Hi everyone,
Thanks for raising this conversation, Matthew.
Fortunately/disappointingly (depending how you want to view it) I’ve already implemented most, if not all, of the viable optimizations here, which also include JMH benches: https://github.com/viktorklang/scala-futures/tree/wip-optimizations-√
It’s still a work in progress, however I am rather confident that there’ll be some nice, non-breaking, performance improvements coming out of this.
Sorry for the long story below, it’s only relevant if you enjoy some Future/Promise backstory/rationale:
I, personally, have realized that it is very important that, before I suggest what I consider to be improvements, what something is trying to achieve, as I can make something like Future blazing fast if I am willing to compromise on resource-safety, fairness, determinism, memory-footprint, extensibility, compatibility etc.
What Future/Promise has achieved—from my experience using it, and my interactions with users online and offline—is ubiquity. From what I can tell, it is used by practically every Scala developer out there, which is rather cool, but it also means that it must change only in very responsible ways.

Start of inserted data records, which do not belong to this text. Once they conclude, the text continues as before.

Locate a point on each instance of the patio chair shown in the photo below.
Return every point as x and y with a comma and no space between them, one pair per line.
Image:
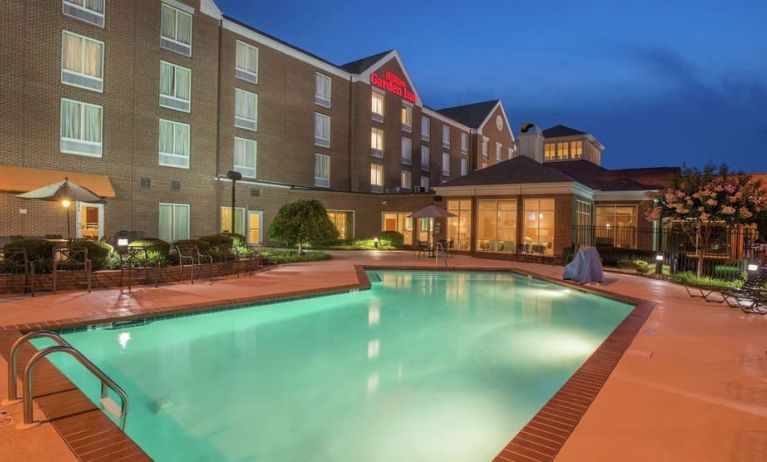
70,258
189,256
15,261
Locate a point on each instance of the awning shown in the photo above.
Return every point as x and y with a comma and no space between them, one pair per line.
21,179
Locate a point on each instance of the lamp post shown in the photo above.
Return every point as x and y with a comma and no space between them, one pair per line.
234,176
66,203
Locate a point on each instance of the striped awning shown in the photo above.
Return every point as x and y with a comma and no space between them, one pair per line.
22,179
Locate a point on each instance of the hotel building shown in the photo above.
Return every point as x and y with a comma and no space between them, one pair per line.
149,104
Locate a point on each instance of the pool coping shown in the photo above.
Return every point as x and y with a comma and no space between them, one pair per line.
540,440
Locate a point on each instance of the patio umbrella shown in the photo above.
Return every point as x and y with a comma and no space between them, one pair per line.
432,211
65,192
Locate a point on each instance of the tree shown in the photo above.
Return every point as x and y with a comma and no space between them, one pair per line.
302,222
699,200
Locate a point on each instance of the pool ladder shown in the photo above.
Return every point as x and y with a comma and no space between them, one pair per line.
61,346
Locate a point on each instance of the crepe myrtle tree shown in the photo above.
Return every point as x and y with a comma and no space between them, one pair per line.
300,223
701,200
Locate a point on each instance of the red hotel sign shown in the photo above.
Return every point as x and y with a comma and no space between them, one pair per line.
393,84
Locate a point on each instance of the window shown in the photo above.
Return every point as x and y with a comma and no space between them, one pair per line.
322,90
239,220
376,106
576,149
425,158
175,87
616,225
245,109
407,151
82,62
376,142
406,179
174,222
174,144
344,222
322,170
539,227
497,225
246,62
459,226
321,130
407,117
90,11
549,151
176,30
244,159
80,128
376,177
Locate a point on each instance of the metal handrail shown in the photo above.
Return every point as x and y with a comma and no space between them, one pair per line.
106,381
12,393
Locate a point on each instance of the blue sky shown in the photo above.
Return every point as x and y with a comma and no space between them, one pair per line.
657,82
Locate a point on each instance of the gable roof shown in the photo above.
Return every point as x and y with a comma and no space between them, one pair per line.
561,130
471,115
519,170
361,65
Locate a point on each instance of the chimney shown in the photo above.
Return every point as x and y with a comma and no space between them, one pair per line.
530,141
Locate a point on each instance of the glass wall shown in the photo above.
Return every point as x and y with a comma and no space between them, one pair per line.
539,227
400,222
497,225
344,221
616,225
459,226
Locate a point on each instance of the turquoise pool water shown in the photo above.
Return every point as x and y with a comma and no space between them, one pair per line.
422,367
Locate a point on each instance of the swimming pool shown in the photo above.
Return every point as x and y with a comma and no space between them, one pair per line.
424,366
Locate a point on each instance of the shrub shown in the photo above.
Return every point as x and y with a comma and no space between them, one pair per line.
39,252
98,252
641,266
727,272
302,222
158,251
391,239
689,278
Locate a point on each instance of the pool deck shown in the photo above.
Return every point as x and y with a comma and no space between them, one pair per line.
692,385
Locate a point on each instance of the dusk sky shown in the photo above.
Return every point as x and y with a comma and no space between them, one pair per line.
657,82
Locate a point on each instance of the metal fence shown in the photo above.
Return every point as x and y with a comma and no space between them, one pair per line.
725,255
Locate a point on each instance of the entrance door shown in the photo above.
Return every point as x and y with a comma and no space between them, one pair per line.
255,235
90,221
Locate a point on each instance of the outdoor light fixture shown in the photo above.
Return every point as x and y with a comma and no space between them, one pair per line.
235,177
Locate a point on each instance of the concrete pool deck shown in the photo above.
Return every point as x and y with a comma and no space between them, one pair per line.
692,385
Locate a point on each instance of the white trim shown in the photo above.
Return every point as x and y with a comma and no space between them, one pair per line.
365,76
621,196
209,7
446,120
179,6
250,34
516,189
505,118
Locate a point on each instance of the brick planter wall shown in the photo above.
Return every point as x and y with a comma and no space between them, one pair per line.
110,279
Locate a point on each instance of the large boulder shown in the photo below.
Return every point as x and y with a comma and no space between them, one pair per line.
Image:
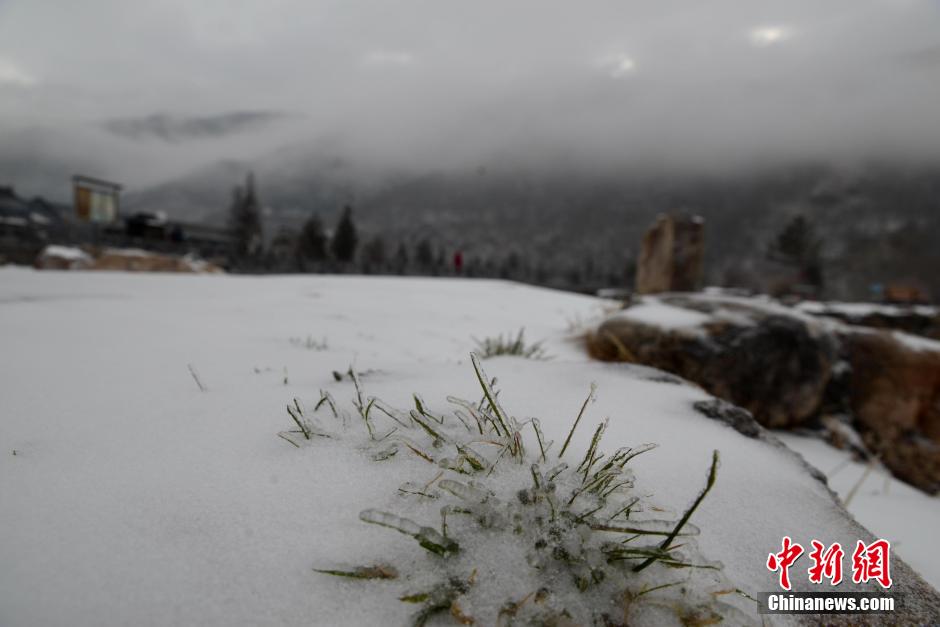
671,255
895,401
791,370
774,366
916,319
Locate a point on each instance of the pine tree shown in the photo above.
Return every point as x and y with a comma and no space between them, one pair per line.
345,239
312,243
374,254
401,259
797,246
245,223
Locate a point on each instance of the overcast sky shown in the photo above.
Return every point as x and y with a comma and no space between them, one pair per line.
153,88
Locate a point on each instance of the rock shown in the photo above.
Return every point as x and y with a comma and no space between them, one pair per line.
790,371
775,368
895,401
671,256
63,258
917,319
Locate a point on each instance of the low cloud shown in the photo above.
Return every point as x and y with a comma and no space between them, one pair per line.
171,128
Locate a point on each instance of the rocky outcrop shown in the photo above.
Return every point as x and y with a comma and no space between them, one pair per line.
776,368
895,401
790,370
671,256
916,319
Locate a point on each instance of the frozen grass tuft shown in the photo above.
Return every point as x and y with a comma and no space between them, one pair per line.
509,345
528,537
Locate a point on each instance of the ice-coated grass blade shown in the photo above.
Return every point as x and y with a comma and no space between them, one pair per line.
490,395
429,538
379,571
712,473
584,405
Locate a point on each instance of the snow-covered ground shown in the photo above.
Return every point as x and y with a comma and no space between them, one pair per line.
887,507
129,496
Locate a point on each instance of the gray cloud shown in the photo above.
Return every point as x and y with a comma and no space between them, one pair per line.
648,84
176,128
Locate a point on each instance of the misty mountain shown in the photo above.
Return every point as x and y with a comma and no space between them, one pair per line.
878,223
171,128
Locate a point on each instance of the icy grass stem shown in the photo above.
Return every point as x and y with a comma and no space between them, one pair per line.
577,420
712,473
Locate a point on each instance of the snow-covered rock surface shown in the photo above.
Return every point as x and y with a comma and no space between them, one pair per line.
130,496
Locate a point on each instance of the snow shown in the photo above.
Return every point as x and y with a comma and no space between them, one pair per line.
859,310
888,507
65,252
916,342
653,312
135,498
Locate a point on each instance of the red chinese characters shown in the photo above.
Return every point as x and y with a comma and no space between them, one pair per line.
872,562
826,563
869,562
783,560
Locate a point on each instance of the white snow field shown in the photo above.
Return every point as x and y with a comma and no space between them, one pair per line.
128,496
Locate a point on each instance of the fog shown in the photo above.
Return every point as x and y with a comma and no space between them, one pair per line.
145,91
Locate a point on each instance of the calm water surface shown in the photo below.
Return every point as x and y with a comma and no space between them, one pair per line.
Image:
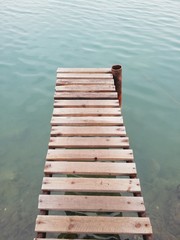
36,37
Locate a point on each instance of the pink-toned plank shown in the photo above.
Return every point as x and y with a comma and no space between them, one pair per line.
90,154
87,224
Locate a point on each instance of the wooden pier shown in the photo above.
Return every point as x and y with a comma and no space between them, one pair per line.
90,184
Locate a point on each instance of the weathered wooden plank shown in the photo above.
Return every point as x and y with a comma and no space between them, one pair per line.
87,121
91,203
85,95
106,185
83,81
86,103
84,75
84,70
87,88
63,238
90,168
88,131
90,154
89,142
86,112
87,224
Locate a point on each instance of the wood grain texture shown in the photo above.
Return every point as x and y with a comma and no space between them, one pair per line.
85,75
84,70
89,142
86,112
90,168
100,131
87,103
90,155
105,225
85,95
90,184
88,88
91,203
87,121
83,81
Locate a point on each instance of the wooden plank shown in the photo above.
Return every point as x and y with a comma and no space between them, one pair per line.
68,131
90,168
86,103
85,75
88,224
90,154
83,81
89,142
87,121
87,88
63,238
85,95
86,112
91,203
106,185
84,70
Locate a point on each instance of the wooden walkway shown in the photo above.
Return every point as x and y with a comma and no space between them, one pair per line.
89,165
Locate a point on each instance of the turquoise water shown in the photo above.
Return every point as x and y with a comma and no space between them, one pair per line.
36,37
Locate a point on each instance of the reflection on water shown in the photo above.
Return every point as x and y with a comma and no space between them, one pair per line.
36,38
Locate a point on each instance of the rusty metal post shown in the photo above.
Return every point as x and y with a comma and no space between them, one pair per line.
117,76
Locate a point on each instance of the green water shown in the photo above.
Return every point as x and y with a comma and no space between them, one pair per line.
36,37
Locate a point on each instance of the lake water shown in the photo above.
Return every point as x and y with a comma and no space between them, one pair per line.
36,37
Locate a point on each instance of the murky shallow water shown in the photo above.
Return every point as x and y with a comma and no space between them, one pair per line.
36,37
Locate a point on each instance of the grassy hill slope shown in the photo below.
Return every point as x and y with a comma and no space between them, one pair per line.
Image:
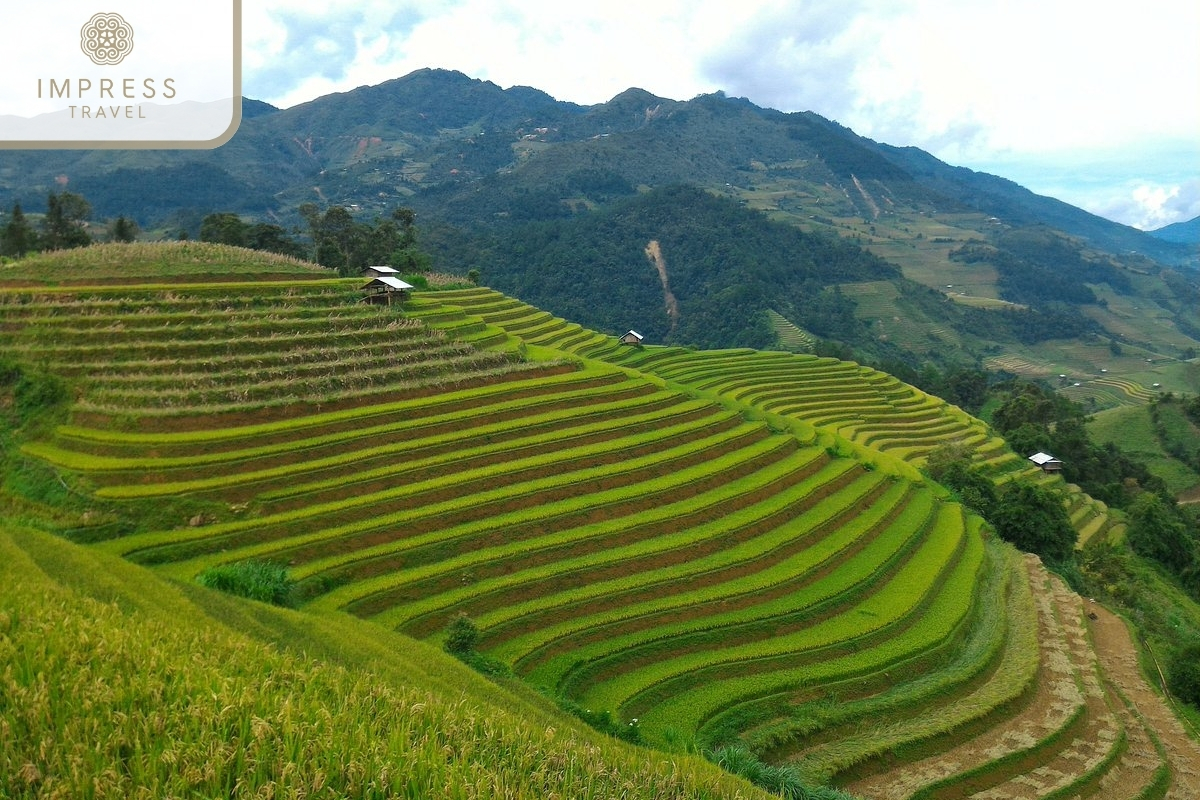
697,548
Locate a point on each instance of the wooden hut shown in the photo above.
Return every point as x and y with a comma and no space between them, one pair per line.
387,289
1047,462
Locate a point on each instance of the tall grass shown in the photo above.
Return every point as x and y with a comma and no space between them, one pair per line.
121,699
151,259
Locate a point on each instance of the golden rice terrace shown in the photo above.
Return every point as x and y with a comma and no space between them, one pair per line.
709,546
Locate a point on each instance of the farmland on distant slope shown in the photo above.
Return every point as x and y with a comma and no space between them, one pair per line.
706,546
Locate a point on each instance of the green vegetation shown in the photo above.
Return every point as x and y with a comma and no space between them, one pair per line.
147,689
689,549
259,581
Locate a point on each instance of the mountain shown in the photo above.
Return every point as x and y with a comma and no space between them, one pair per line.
1183,233
555,202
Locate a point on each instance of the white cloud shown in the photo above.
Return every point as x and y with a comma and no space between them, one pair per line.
975,83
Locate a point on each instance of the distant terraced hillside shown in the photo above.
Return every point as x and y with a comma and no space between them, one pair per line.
709,546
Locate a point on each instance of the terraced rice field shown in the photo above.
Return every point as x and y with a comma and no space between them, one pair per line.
791,337
702,543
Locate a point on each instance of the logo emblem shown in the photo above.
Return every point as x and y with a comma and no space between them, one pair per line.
106,38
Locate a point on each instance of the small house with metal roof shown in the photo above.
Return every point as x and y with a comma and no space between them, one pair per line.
385,289
1047,462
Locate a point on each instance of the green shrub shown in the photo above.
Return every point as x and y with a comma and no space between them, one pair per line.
461,636
1183,674
785,781
261,581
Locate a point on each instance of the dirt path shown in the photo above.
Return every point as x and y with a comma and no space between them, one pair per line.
1089,665
1119,659
654,252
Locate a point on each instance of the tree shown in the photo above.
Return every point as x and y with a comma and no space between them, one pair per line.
1157,533
223,228
18,236
123,229
461,636
65,223
1035,521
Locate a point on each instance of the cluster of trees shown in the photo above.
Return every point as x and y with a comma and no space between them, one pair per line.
1037,419
64,226
1024,513
335,239
226,228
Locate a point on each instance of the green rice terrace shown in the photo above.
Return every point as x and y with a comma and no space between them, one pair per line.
699,548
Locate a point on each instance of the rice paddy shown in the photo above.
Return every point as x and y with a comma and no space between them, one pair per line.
709,546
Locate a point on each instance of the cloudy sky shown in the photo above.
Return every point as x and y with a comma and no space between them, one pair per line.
1096,103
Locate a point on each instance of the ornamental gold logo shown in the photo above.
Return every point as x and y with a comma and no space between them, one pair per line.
106,38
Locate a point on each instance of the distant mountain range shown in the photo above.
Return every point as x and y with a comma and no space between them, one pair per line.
429,138
553,202
1181,233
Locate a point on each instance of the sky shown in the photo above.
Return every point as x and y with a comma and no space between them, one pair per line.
1095,103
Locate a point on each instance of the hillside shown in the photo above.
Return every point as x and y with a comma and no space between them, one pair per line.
970,270
1183,233
691,548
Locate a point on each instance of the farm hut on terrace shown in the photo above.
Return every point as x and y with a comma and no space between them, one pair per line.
385,289
1047,462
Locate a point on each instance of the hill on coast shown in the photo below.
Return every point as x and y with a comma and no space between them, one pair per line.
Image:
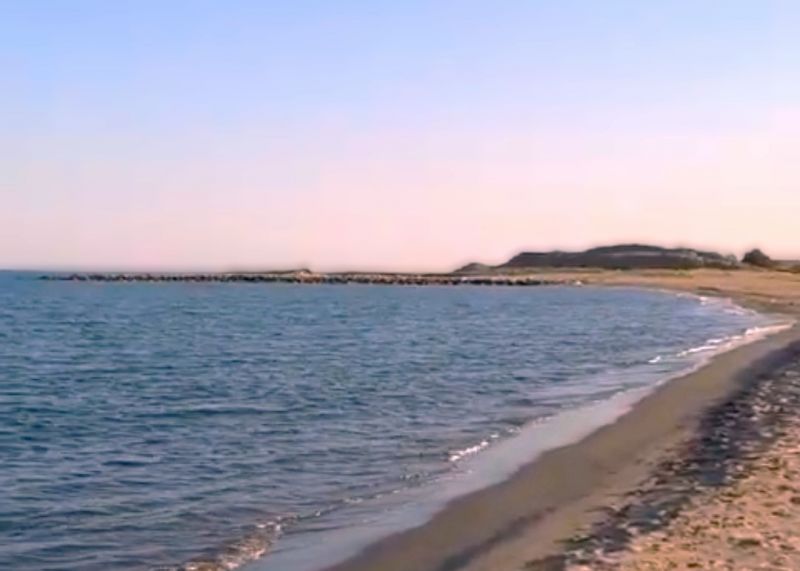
619,257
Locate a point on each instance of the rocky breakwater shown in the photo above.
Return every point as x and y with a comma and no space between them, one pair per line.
306,277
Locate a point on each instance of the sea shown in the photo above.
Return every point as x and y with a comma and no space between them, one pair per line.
179,426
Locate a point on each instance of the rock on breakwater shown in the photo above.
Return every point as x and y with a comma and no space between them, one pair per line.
313,278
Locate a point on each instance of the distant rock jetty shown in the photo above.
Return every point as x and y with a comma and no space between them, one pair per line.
524,269
305,277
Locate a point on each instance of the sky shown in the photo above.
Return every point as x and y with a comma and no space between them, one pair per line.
392,135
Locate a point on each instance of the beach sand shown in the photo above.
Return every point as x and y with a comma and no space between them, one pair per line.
698,474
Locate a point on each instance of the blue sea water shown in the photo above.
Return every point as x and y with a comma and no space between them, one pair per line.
154,426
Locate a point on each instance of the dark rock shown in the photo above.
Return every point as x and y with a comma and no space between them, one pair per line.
758,258
624,257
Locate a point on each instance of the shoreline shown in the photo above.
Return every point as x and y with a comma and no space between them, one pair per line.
524,521
531,520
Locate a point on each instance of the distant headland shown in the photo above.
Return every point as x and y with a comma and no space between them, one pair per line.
523,269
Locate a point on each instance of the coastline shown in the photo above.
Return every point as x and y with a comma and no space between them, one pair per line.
532,520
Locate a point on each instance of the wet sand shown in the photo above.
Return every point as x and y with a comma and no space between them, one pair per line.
631,495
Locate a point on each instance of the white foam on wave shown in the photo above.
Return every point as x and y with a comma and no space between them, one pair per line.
457,455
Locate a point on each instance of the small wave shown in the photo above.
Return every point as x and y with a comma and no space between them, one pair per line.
699,349
252,546
457,455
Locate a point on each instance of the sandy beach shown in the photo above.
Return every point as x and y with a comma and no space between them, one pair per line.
697,475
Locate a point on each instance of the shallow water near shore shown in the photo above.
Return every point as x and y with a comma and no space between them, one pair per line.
148,426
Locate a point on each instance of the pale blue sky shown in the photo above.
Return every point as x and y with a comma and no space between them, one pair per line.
392,134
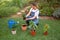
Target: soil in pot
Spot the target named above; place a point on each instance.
(13, 32)
(46, 33)
(33, 32)
(24, 27)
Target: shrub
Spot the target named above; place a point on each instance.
(46, 11)
(57, 13)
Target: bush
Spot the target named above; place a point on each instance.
(57, 13)
(7, 8)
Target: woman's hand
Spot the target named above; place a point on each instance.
(27, 19)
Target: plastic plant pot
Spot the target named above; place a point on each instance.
(24, 27)
(46, 33)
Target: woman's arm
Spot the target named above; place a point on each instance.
(35, 16)
(29, 13)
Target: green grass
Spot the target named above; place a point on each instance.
(54, 30)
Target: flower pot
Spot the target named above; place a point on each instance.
(13, 32)
(24, 27)
(33, 32)
(24, 18)
(46, 33)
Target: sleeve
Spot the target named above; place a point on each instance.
(37, 13)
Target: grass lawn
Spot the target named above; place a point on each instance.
(54, 30)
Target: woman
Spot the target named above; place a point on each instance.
(33, 14)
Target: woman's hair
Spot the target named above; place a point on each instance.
(34, 4)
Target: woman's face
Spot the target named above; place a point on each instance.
(34, 7)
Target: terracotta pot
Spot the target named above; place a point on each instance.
(46, 33)
(24, 27)
(33, 32)
(13, 32)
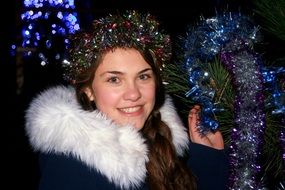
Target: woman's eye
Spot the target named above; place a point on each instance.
(144, 76)
(113, 80)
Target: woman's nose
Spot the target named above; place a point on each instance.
(132, 92)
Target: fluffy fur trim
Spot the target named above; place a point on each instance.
(55, 122)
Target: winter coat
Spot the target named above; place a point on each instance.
(83, 150)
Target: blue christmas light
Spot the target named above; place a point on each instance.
(43, 25)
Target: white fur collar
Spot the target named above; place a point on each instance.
(56, 123)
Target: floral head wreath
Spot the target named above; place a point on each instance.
(129, 30)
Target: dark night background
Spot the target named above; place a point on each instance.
(19, 167)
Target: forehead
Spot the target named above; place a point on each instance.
(124, 58)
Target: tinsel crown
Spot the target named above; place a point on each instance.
(129, 30)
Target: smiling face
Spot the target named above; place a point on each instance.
(124, 87)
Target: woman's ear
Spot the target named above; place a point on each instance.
(89, 93)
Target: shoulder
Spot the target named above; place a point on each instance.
(60, 171)
(209, 165)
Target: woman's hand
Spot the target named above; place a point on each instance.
(211, 139)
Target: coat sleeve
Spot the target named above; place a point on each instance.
(210, 166)
(61, 172)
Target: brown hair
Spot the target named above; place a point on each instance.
(165, 169)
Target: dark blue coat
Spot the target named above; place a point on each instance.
(60, 172)
(82, 150)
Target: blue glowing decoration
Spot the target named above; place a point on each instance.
(46, 23)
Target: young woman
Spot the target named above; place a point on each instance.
(115, 128)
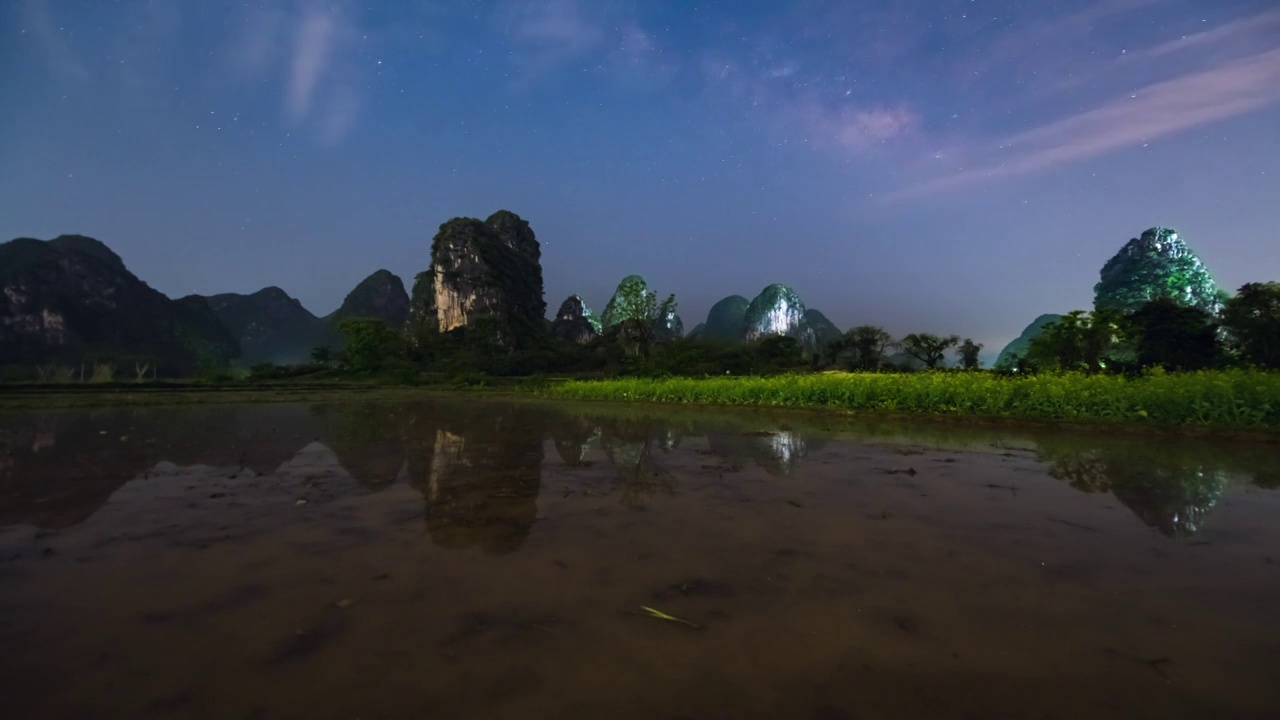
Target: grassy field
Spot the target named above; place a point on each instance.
(1229, 399)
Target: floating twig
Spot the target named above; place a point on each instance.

For the casual reader of this thread, you may not know why the following things are as they are, so I thought I’d take the time to outline, from memory, what is intended to be achieved by the following decisions:
ExecutionContext: by having the piece of code which wants to compute things having to specify where, leads to: determinism (no longer racing between completer and invoker), resource-safety (added logic cannot poison the pools which produce the values), fairness (which is up to the ExecutionContext implementation to deliver), extensibility (it’s easy to integrate with most execution engines / thread pools), compatibility (it has very few methods so easy to keep compatible)
Future/Promise: By having a separation between read-capability and write-capability, it is much easier to reason about what code wants to be able to do, and what code does.
Absence of cancellation: This was very consciously decided, if Future can be cancelled it is no longer read-only, which means that any reader can mess up the other readers’ reads if their Future is shared. This leads to tons of defensive copying, and worse, it is no longer clear in the code what will happen, or which defensive copies are actually needed.
Also, semantically, a Future is a placeholder for a value that might not yet exist, and as such, it doesn’t really make sense to make it cancellable—a Task is something which could be cancelled, or perhaps something like a SubmittedTask, anyway, I digress.
I guess what I’m trying to say is, I think Future will be possible to improve, performance wise, in some cases by quite a lot, and in some cases perhaps rather modestly. All of this without breaking source compatibility. (And I’d be extremely cautious to introduce user-breaking changes, just because it is so widely used.)
Also, I’d think a Task-like abstraction/construct in the stdlib would be a good thing, to provide for that nice bridge between a lazy and a strict construct.